Die‍ USA fordern ​vom Iran, alle nuklearen Anreicherungen aufzugeben und vorhandene Bestände an angereichertem Uran aufzugeben, um jeden Weg zur Entwicklung einer Bombe zu stoppen. Der Iran hat ​wiederholt erklärt, dass‍ er ‍keine Atombombe ​bauen will und dass die nukleare Anreicherung⁣ ausschließlich friedlichen Zwecken dienen würde. Die Trump-Regierung hat auch⁢ über die Einschränkung des ballistischen Raketenprogramms des Irans und​ dessen Unterstützung ​für Stellvertretergruppen wie ⁢die Hisbollah in ⁤der Region gesprochen, obwohl dies keine konsistenten Forderungen waren. Teheran besteht darauf, dass die Gespräche ⁤auf​ das nukleare Thema beschränkt sein sollten.

Nach indirekten Verhandlungen am Donnerstag​ lobte der Außenminister Omans, Badr al-Busaidi, der Vermittler für die Gespräche in⁣ Genf, ⁤was er als „bedeutenden Fortschritt“ bezeichnete. Der Sprecher des iranischen Außenministeriums, Esmail Baghaei, sagte, es ​habe „konstruktive Vorschläge“ gegeben. Trump hingegen schlug einen frustrierten Ton an, als er am Freitag vor Reportern sprach. „Wir ‌sind​ nicht gerade‌ glücklich darüber,​ wie sie verhandeln und, nochmals, sie können keine Atomwaffen haben“, sagte er.

Trump spielte auch Bedenken herunter, dass ein Angriff‍ zu einem längeren Konflikt eskalieren könnte. Drei Tage zuvor sagte er in seiner Rede zur​ Lage der ​Nation am⁣ Dienstag: „Meine ⁤Präferenz ist es, dieses Problem durch Diplomatie zu lösen. Aber eines ist ⁢sicher, ⁣ich werde niemals zulassen, ⁤dass der weltweit größte Sponsor des Terrors, was sie bei weitem sind, eine Atombombe hat – das darf nicht passieren.“

Es gibt weitere Anzeichen dafür,⁣ dass ⁢ein Angriff unmittelbar bevorstehen könnte. Am Freitag erlaubte die US-Botschaft in Israel dem⁣ Personal, das Land zu verlassen, wenn sie ​es wünschten. Dies folgte einer früheren Maßnahme in ‌dieser Woche, ⁣um Angehörige in⁤ der Botschaft im Libanon zu evakuieren. Andere Länder sind diesem Beispiel gefolgt,⁣ darunter das Vereinigte ​Königreich, das sein Botschaftspersonal in Teheran abgezogen ‍hat.⁣ In der Zwischenzeit haben mehrere ⁣Fluggesellschaften ​den Service nach Israel und‌ Iran ‍eingestellt.

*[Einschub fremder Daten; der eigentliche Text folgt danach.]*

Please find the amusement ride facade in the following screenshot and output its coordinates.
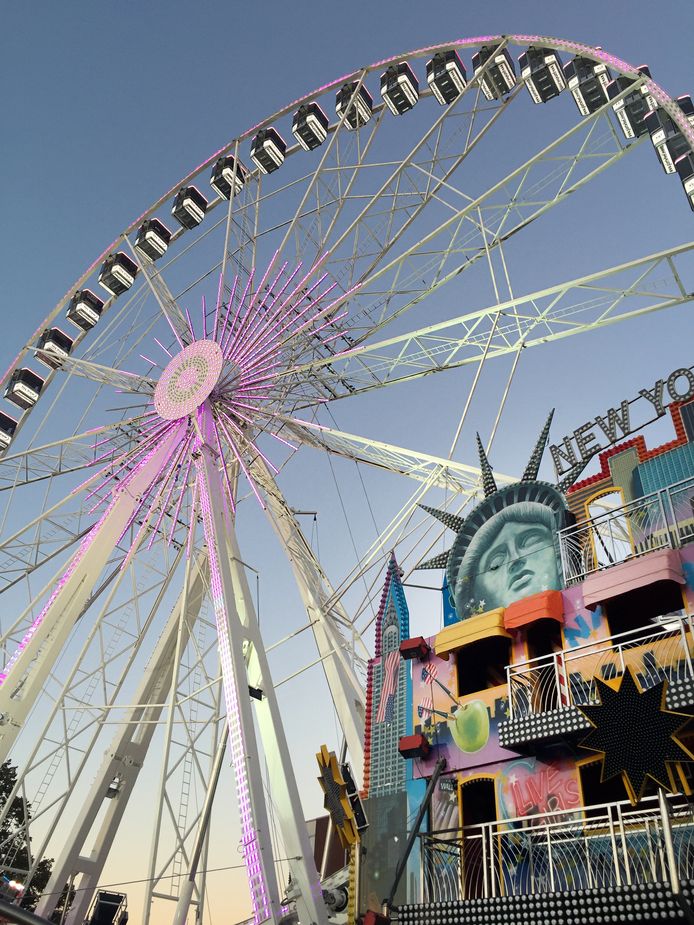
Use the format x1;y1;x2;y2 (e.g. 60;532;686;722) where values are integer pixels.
0;35;694;925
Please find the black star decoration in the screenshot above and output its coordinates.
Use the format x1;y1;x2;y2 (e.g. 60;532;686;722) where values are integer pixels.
580;668;694;804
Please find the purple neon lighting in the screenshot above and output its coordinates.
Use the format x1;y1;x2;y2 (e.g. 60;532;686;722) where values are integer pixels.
0;427;185;687
196;434;271;923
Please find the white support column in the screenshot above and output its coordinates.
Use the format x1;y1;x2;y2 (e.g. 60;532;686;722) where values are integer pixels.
0;425;185;763
37;557;207;925
250;457;365;785
228;528;328;925
195;404;281;925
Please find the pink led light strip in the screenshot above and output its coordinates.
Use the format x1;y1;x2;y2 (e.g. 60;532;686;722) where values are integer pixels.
196;424;270;925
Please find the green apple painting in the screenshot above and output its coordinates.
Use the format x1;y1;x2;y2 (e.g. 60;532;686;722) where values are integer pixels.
412;652;517;777
448;700;491;755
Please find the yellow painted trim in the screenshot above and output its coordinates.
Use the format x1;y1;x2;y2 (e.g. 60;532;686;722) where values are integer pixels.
434;607;512;659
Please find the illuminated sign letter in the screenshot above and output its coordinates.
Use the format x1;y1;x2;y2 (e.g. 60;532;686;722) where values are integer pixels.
596;402;632;446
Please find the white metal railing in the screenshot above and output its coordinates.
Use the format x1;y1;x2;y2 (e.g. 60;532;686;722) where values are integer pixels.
506;615;694;719
420;797;694;902
558;476;694;585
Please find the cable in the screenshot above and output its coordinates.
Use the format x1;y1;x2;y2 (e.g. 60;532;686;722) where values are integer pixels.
32;857;301;896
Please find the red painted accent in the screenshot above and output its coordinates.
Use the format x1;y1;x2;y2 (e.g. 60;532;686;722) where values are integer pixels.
363;909;390;925
583;549;685;610
398;733;431;758
504;591;564;630
400;636;431;662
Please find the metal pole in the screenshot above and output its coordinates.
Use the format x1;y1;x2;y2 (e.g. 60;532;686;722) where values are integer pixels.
607;807;622;886
383;758;446;912
506;665;513;720
0;899;51;925
658;787;680;893
173;725;229;925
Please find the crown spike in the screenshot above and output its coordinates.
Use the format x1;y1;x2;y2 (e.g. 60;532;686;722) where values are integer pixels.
419;504;465;533
477;434;497;498
415;549;451;569
521;408;554;482
557;459;589;494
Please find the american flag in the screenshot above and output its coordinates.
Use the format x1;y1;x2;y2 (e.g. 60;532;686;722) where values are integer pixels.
417;697;434;719
376;649;400;723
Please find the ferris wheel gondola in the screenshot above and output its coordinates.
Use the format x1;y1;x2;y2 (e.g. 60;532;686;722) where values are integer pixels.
0;35;694;925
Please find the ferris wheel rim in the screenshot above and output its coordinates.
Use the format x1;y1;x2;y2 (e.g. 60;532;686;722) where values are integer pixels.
0;30;692;924
0;33;694;400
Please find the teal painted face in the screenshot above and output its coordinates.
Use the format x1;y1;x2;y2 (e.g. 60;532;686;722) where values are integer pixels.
472;521;561;610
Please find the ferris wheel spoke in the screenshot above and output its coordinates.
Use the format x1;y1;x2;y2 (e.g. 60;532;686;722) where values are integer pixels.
8;540;188;903
61;357;156;395
0;428;181;760
308;81;640;364
0;414;156;492
278;417;516;495
287;243;694;391
251;458;368;769
124;235;190;346
312;50;521;292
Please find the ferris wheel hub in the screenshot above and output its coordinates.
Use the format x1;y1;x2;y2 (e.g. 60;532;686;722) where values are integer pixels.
154;340;224;421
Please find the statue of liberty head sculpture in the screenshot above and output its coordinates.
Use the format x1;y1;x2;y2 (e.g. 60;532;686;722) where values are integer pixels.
418;411;583;620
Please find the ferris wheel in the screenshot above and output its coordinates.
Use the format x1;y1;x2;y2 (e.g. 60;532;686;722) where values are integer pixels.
0;35;694;925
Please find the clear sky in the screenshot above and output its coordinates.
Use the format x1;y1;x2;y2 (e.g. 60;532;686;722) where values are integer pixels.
0;0;694;925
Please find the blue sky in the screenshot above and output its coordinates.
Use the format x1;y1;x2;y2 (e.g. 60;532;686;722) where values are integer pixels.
0;0;694;924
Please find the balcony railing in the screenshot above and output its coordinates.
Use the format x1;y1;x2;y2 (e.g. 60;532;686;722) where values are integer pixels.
506;615;694;719
559;477;694;585
420;797;694;902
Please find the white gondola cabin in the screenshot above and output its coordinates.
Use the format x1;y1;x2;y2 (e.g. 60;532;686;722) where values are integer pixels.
472;45;516;102
518;46;566;103
99;251;137;296
66;289;104;331
292;103;330;151
426;48;467;106
171;186;207;230
210;154;248;199
34;328;74;369
381;61;419;116
5;366;45;411
335;81;374;129
251;128;287;173
135;218;171;260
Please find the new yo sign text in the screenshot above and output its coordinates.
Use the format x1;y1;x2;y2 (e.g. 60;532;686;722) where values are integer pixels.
549;367;694;475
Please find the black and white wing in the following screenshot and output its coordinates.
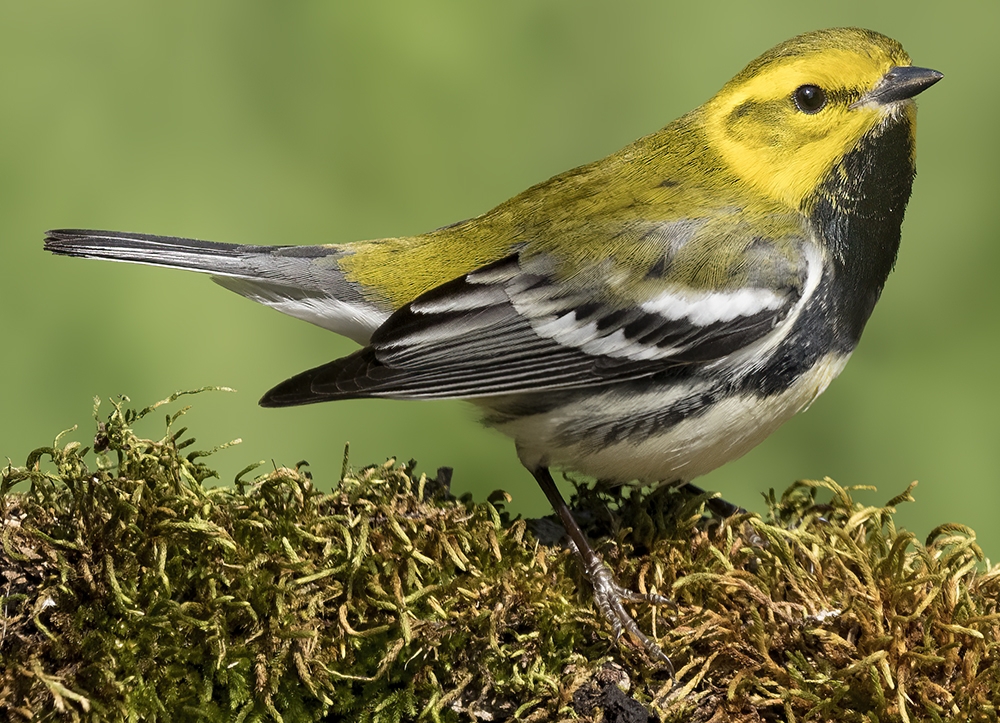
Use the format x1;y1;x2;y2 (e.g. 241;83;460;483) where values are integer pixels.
261;245;811;407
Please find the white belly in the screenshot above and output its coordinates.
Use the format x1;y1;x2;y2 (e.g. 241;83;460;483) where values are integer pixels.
497;354;850;484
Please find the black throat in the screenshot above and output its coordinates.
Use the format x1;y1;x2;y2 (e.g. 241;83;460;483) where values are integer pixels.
810;115;916;351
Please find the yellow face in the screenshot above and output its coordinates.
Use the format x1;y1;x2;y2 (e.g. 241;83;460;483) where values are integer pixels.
704;34;914;208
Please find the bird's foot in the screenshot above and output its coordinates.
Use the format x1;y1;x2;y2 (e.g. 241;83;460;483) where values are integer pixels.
586;555;676;680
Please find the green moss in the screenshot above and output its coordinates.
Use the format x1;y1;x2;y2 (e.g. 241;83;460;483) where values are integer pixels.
0;395;1000;721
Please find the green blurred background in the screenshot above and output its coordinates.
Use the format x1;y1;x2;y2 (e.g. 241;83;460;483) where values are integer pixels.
0;0;1000;557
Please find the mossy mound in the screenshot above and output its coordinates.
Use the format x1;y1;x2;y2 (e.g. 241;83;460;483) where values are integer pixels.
0;395;1000;721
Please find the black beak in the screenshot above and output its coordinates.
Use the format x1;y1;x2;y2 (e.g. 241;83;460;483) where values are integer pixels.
854;65;944;106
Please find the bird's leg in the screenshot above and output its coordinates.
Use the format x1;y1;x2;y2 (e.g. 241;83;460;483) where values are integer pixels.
532;467;674;678
684;482;746;519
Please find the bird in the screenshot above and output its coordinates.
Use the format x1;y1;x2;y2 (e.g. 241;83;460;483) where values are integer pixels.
45;28;943;676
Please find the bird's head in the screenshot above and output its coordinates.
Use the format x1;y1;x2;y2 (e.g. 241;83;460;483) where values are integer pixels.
702;28;942;208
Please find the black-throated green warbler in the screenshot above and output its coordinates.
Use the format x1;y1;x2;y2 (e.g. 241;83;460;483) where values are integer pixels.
46;28;941;672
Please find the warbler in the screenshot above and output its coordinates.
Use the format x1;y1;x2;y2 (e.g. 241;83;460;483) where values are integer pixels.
45;28;942;665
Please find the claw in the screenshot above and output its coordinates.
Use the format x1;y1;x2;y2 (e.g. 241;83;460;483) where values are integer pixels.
584;553;677;680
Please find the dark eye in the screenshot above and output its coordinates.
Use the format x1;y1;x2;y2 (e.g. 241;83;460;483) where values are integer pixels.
792;85;826;114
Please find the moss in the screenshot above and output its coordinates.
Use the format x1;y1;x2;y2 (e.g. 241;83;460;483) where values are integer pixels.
0;395;1000;721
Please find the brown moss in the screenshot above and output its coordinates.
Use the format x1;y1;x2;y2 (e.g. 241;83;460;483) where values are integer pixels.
0;395;1000;721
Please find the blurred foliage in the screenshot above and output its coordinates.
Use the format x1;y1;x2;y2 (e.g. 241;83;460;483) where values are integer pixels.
0;0;1000;555
0;395;1000;723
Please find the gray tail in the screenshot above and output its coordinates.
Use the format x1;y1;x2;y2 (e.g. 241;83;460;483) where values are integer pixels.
45;229;271;276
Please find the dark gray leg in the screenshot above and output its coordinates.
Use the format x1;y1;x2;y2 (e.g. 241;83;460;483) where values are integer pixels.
531;467;674;679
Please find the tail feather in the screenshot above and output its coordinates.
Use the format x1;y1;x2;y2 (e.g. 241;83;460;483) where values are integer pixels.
45;229;278;276
45;229;392;344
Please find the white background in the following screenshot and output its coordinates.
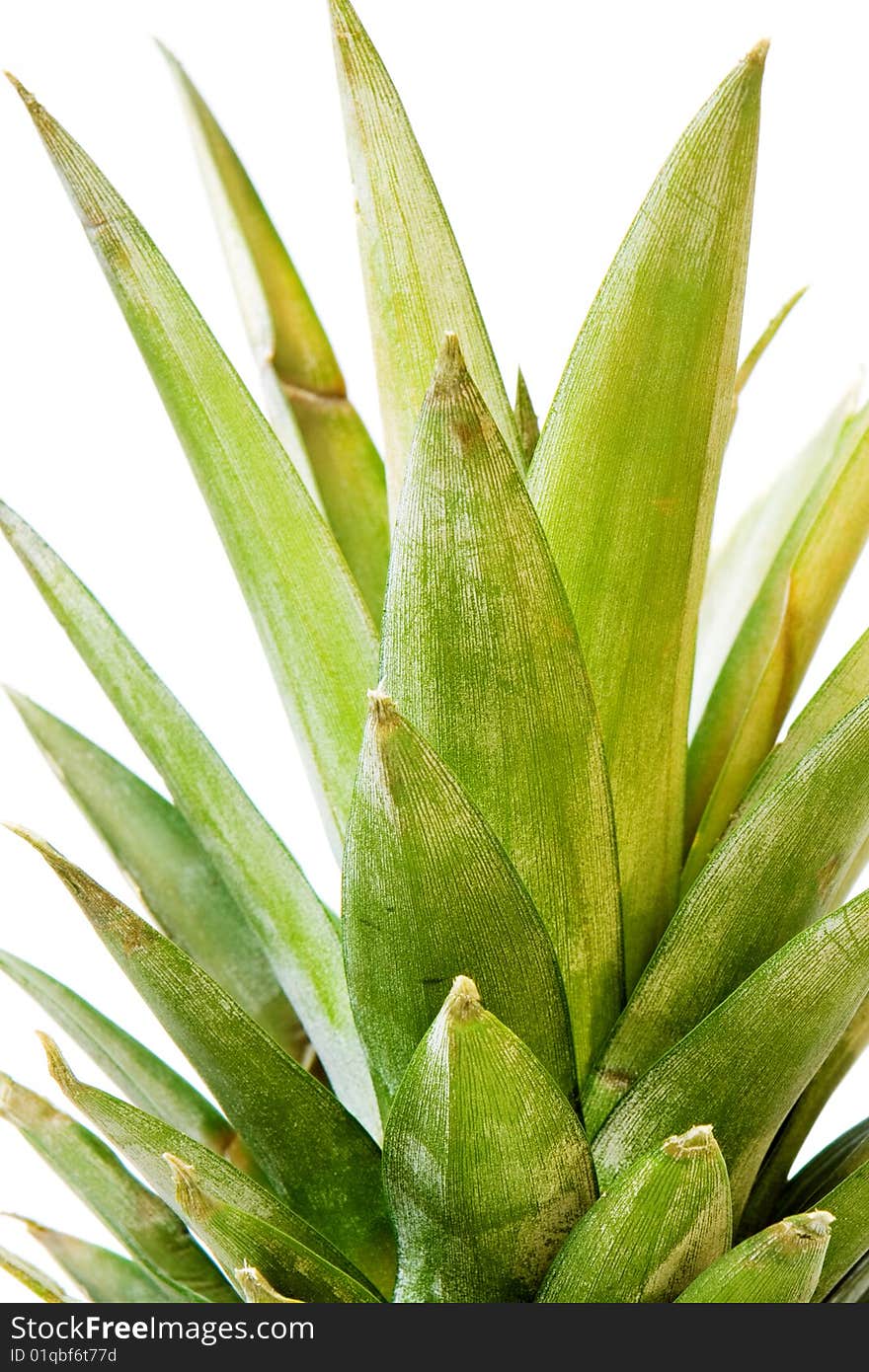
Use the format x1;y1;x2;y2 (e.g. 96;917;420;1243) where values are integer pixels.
0;0;869;1299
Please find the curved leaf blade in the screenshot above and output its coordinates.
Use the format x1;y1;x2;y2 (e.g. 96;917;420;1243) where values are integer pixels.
0;1073;236;1301
743;998;869;1232
528;43;766;988
584;700;869;1128
18;836;390;1289
686;393;854;746
8;77;377;836
537;1125;732;1305
17;1220;173;1305
330;0;525;510
814;1148;869;1301
682;400;869;873
162;48;390;623
594;894;869;1218
514;368;539;464
0;1249;73;1305
0;503;379;1133
43;1038;387;1299
383;977;597;1302
678;1210;834;1305
7;687;303;1059
381;335;623;1080
342;692;575;1115
0;950;233;1155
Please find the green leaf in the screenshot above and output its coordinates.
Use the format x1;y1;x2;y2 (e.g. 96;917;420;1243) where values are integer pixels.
7;690;304;1059
342;692;575;1114
778;1118;869;1218
383;977;597;1302
788;1152;869;1301
514;368;539;462
678;1210;834;1305
235;1265;299;1305
594;894;869;1218
331;0;525;511
17;836;390;1289
0;1073;236;1301
819;1250;869;1305
0;951;233;1161
682;412;869;889
584;699;869;1129
738;631;869;819
163;1153;380;1304
537;1125;732;1305
686;391;855;751
0;1249;69;1305
163;48;390;622
743;998;869;1232
8;75;377;836
17;1220;173;1305
0;503;379;1133
528;43;766;988
733;285;809;398
381;335;623;1080
43;1038;394;1299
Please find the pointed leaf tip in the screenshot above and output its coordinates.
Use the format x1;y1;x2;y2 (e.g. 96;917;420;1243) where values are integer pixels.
36;1029;78;1097
662;1123;718;1158
443;977;483;1024
368;686;401;724
746;38;769;71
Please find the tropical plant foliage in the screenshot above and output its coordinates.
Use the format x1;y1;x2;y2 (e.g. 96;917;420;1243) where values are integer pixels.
0;0;869;1302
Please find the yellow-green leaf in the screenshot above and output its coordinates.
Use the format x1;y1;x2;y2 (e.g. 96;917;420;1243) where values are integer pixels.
7;690;301;1053
584;699;869;1130
331;0;525;511
0;503;379;1133
381;335;623;1080
682;412;869;890
678;1210;836;1305
0;1073;236;1301
7;75;377;840
528;43;766;986
24;1220;174;1305
537;1125;732;1305
342;692;575;1111
43;1038;394;1299
163;49;390;623
17;836;390;1295
594;894;869;1218
383;977;597;1302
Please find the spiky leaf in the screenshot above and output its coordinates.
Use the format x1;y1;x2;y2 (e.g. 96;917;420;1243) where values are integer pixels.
584;699;869;1128
342;692;575;1110
383;977;595;1302
0;951;233;1158
682;400;869;887
43;1038;394;1299
537;1125;732;1305
528;45;766;986
678;1210;834;1305
381;335;623;1079
7;77;377;836
0;1073;236;1301
163;49;390;623
0;1249;68;1305
17;837;390;1289
19;1220;173;1305
7;692;301;1056
331;0;525;510
594;894;869;1218
686;393;854;740
0;505;379;1133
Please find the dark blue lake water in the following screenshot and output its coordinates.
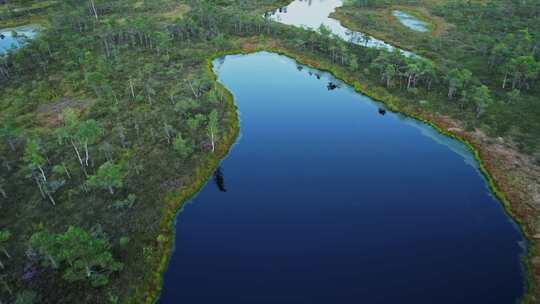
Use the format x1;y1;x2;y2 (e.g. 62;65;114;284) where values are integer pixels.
161;52;525;304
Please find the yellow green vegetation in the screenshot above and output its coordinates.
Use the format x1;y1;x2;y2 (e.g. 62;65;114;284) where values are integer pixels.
0;0;540;303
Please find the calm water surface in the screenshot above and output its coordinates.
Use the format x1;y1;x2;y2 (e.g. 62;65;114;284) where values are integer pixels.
161;52;525;304
0;26;37;55
269;0;412;55
392;11;429;33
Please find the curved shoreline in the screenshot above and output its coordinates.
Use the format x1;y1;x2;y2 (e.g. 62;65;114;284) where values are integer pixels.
139;45;534;304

Eine US-Militärkampagne würde zu einem sensiblen Zeitpunkt ​für die Führung des Irans kommen. Die Streitkräfte ⁣des Landes erholen sich noch von‌ dem Krieg im Juni mit⁤ Israel und den USA, bei ⁢dem im ​Iran mehr als 1.200 Menschen ⁢getötet und mehr als 6.000 verletzt wurden. ⁢In Israel wurden 28 ⁣Menschen getötet und Dutzende ​verletzt. Die Unruhen im Januar – als Sicherheitskräfte zwischen⁢ 3.000 und 30.000 Demonstranten töteten (die Schätzungen variieren stark) – bedeuten, dass die Regierung ⁤keine Mangel an inländischen ⁢Feinden hat. ‍In der ‌Zwischenzeit haben langfristige Sanktionen die Wirtschaft des ⁢Irans gelähmt und die meisten Iraner verzweifelt arm gemacht.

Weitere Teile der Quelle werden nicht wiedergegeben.